1.         SERVICES.

a.         SaaS Solution. Subject to the terms and conditions of this Agreement, Moneiva hereby grants Customer a limited, nonexclusive, nonsublicensable, nontransferable right to access and use Moneiva’s software-as-a-service platform (“SaaS Solution”) during the Term solely for Customer’s own internal business operations. Subject to the preceding sentence, Customer may permit Users to access and use the SaaS Solution. “Users“ means the individuals that Customer authorizes to access or use the SaaS Solution. Moneiva will use commercially reasonable efforts to provide Customer with access to the SaaS Solution for use by Customer and its Users, subject to the terms and conditions of this Agreement. Moneiva will provide access to the SaaS Solution via the Internet.

b.         Customer Responsibilities. Customer is responsible for access to the SaaS Solution and Customer Data by other persons as a result of Customer’s failure to comply with the terms of this Agreement or use reasonable precautions to secure its own systems or credentials for access to the SaaS Solution. Customer will: (i) prevent unauthorized access to or use of the SaaS Solution, and notify Moneiva immediately of any such unauthorized access or use; and (ii) promptly deactivate the SaaS Solution User account of any individual no longer tasked with the use of the SaaS Solution. Customer will be solely responsible to obtain the authorizations, licenses and consents, if and as required by any applicable law, to make the SaaS Solution available to Users and for the collection, storage and processing of information and/or sensitive information by Moneiva according to Customer’s instructions. “Customer Data” means the electronic information or data submitted or made available by or on behalf of Customer or Users that is received, processed or stored by Moneiva or the SaaS Solution.

c.         Use Restrictions. Customer will not, directly or indirectly through any third party: (i) use the SaaS Solution for any purpose other than its own business purposes; (ii) use or access the SaaS Solution in violation of any applicable law, rule or regulation, including any data privacy law or regulation; (iii) sell, resell, license, lease, transfer, distribute, redistribute, assign, transmit, publish, display or otherwise commercially exploit or make available (collectively, “Distribute”) the SaaS Solution to any third party; (iv) Distribute libelous, defamatory, pornographic, obscene, invasive of privacy or publicity rights, abusing, inciting, harassing, threatening, unlawful, tortious, misleading, false or fraudulent Customer Data on, to or through the SaaS Solution; (v) Distribute Customer Data on, to or through the SaaS Solution that violates the rights of any party or infringes upon or misappropriates the patent, trademark, trade secret, copyright, or other intellectual property right of any party; (vi) Distribute malicious or harmful computer code on, to or through the SaaS Solution; or (vii) duplicate or reverse engineer the SaaS Solution, in whole or in part.

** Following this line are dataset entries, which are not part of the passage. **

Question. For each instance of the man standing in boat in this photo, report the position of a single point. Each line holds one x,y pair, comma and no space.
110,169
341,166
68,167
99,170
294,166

d.         Upgrades and Modifications. Customer agrees that Moneiva may update, upgrade, enhance or modify the SaaS Solution or any functionality thereof, at any time, including the removal or modification of previously available functionality. All updates, upgrades, enhancements or modifications to the SaaS Solution made available to Customer or Users by Moneiva will automatically be considered part of the SaaS Solution and will be subject to the terms and conditions of this Agreement.

e.         Suspension. Moneiva may suspend or interrupt the provision of the SaaS Solution at any time immediately upon notice to Customer if Moneiva determines that: (i) Customer or Users are using or intend to use the SaaS Solution in violation of this Agreement or in violation of any applicable law, rule or regulation; (ii) any computer system of Customer has been compromised or unlawfully accessed; (iii) suspension of the SaaS Solution is necessary to protect the infrastructure of Moneiva or its affiliates, the environment in which the SaaS Solution is deployed, or Moneiva’s other customers; (iv) suspension is required under law, rule or regulation; or (v) Customer has failed to pay Fees when due. All remedies in this Section 1(e) are in addition to, and not in lieu of, other remedies available to Moneiva.

f.          Users. Customer will cause all Users to comply at all times with all representations, warranties, restrictions, obligations and covenants of Customer in this Agreement. Customer will be directly liable to Moneiva for any breach of this Agreement by, or caused by, Users.

2.         PAYMENT.

a.         Terms of Payment; Method. Customer shall pay to Moneiva all fees set forth in the Order Form (“Fees”) at the times identified in the Order Form (or if none, within thirty (30) days of the date of the applicable invoice issued by Moneiva to Customer), without deduction or set-off. All payments of Fees shall be made in U.S. Dollars. Customer will ensure the Moneiva invoice number must be referenced on all payments. Customer agrees that all payments of Fees are nonrefundable, except as expressly set forth in this Agreement.

b.         Late Payments. All late payments will bear interest at the lesser of the rate of 1.5% per month or the highest rate permissible under applicable law, calculated daily and compounded monthly.

c.          Taxes. Fees are exclusive of Taxes, and Customer will be solely responsible for the payment of all such Taxes (other than Taxes computed on the basis of the net income of Moneiva).“Taxes” means all of the following: sales, use or privilege taxes, excise or similar taxes, value added taxes, import and export taxes, duties or assessments, shipping, handling, insurance, brokerage, and other related charges levied by any jurisdiction (including penalties and interest) and any costs associated with the collection and withholding of any of the foregoing items.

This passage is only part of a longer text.